What is the output from all of these things? 3 dimensions.

Dimension 1: The patient or sample
Dimension 2: The transcript, PSM/protein, metabolite ID
Dimension 3: The relative quantification you get for Dimension 2

What if -- for just a minute -- you forget where that data came from? What if you didn't care that this was a metabolite and this was a transcript and so on? Now you just have a big list of things about your sample versus the other samples and their quan. Could you just reduce the data to seek the factors that are explaining the variance between Sample A and Sample B? (More realistically -- Sample Set A and Sample Set B -- a big n is going to be required to do it)

This is probably inaccurate -- but this is what I interpret that MOFA is doing. Massive multiomics data reduction.  Figure 5 was what finally convinced me I was on the right track logically about what was happening here.

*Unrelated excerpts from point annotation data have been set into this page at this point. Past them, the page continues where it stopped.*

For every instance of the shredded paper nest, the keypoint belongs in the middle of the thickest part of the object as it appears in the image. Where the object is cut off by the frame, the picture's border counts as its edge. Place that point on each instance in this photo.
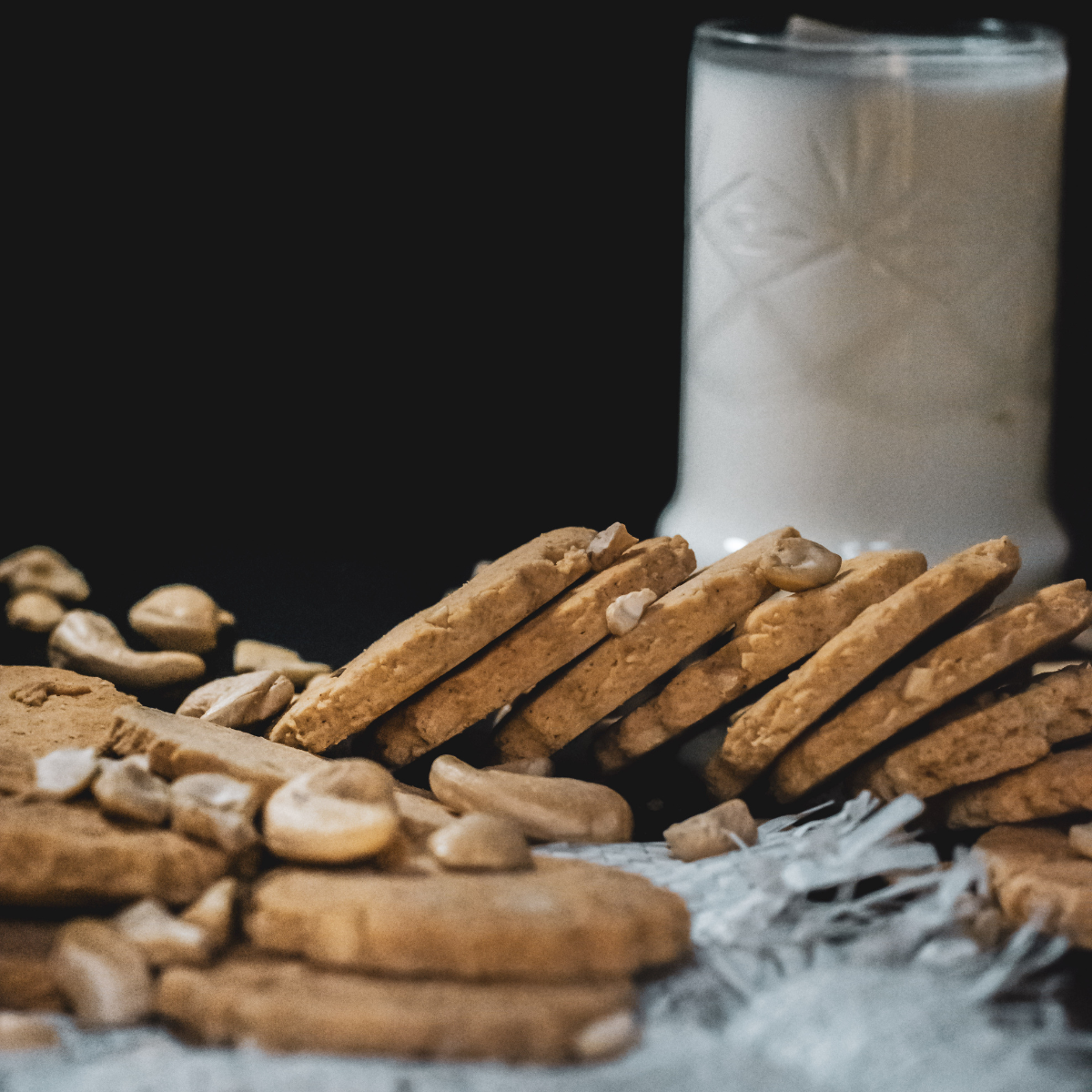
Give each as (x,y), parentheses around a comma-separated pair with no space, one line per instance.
(785,992)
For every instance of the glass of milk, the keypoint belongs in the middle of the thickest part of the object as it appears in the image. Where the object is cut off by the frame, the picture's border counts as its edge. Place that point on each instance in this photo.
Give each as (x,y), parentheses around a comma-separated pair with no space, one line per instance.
(869,289)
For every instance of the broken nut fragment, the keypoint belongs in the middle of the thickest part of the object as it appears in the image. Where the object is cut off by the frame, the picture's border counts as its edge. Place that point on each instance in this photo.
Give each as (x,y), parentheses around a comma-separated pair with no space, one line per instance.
(626,611)
(490,844)
(239,700)
(546,809)
(216,808)
(128,790)
(610,545)
(42,569)
(711,833)
(259,656)
(795,565)
(104,976)
(63,774)
(179,617)
(35,612)
(339,814)
(162,937)
(90,643)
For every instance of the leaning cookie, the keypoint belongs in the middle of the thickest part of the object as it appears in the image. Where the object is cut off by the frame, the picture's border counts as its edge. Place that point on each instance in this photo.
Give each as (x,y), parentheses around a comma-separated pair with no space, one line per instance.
(953,669)
(425,647)
(774,637)
(879,632)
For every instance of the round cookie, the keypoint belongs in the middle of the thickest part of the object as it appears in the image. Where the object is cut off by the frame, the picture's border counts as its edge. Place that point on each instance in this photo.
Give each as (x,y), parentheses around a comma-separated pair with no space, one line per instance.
(561,921)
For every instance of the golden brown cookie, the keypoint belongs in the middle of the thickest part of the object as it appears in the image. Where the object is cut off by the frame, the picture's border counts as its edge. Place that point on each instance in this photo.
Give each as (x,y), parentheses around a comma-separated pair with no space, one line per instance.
(774,637)
(962,662)
(562,921)
(709,603)
(536,648)
(26,982)
(847,659)
(66,854)
(45,709)
(1035,872)
(423,648)
(971,743)
(285,1005)
(1052,786)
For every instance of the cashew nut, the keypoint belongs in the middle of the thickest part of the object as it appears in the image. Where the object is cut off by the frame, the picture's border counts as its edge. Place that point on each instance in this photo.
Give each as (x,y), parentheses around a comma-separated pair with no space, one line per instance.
(610,545)
(104,976)
(259,656)
(239,699)
(162,937)
(213,912)
(180,617)
(711,833)
(36,612)
(490,844)
(339,814)
(216,808)
(63,774)
(546,809)
(90,643)
(128,790)
(795,565)
(626,611)
(42,569)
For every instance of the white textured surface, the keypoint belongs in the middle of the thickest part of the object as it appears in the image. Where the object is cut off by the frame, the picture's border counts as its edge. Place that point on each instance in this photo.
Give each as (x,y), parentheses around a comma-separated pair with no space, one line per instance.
(784,994)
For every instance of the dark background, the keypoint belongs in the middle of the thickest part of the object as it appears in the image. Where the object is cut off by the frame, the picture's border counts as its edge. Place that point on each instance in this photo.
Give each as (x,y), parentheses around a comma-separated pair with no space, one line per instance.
(317,314)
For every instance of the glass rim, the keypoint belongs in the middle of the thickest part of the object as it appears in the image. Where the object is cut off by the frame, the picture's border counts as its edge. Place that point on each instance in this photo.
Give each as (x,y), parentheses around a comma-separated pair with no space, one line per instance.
(987,38)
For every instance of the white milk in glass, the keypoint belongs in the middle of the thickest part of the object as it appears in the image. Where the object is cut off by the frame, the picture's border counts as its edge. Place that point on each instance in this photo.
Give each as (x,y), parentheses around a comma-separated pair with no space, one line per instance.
(871,274)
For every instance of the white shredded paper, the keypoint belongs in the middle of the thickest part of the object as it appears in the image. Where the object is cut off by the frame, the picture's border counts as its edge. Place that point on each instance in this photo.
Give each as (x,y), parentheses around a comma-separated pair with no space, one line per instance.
(785,993)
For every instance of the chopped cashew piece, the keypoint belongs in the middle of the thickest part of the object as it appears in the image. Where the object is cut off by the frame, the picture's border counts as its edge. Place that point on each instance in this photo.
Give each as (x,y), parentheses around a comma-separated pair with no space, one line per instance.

I suggest scrolling down to it and then start into the results section.

The paper is open access, you should check it out, because they look at 200 patient samples with multiomics data integration and they pull out some really interesting observations with this approach suggesting that this makes a lot of sense.

30,000 transcripts with abundance --> get a significant list
+ 3,000 metabolites with quan --> get a significant list
+ 8,000 proteins quantified --> get a significant list
Try to combine that significant list with cutoffs that make sense in terms of the data source itself but perhaps border on arbitrary compared to the sum the total variance from all the data as a whole.

OR MOFA it all down to what is really different between your samples first while using the sum of all the data points you've all worked so hard to generate together to increase the true power of this huge effort?

By the way -- they don't ignore the mutations and stuff in their study. They integrate all that too!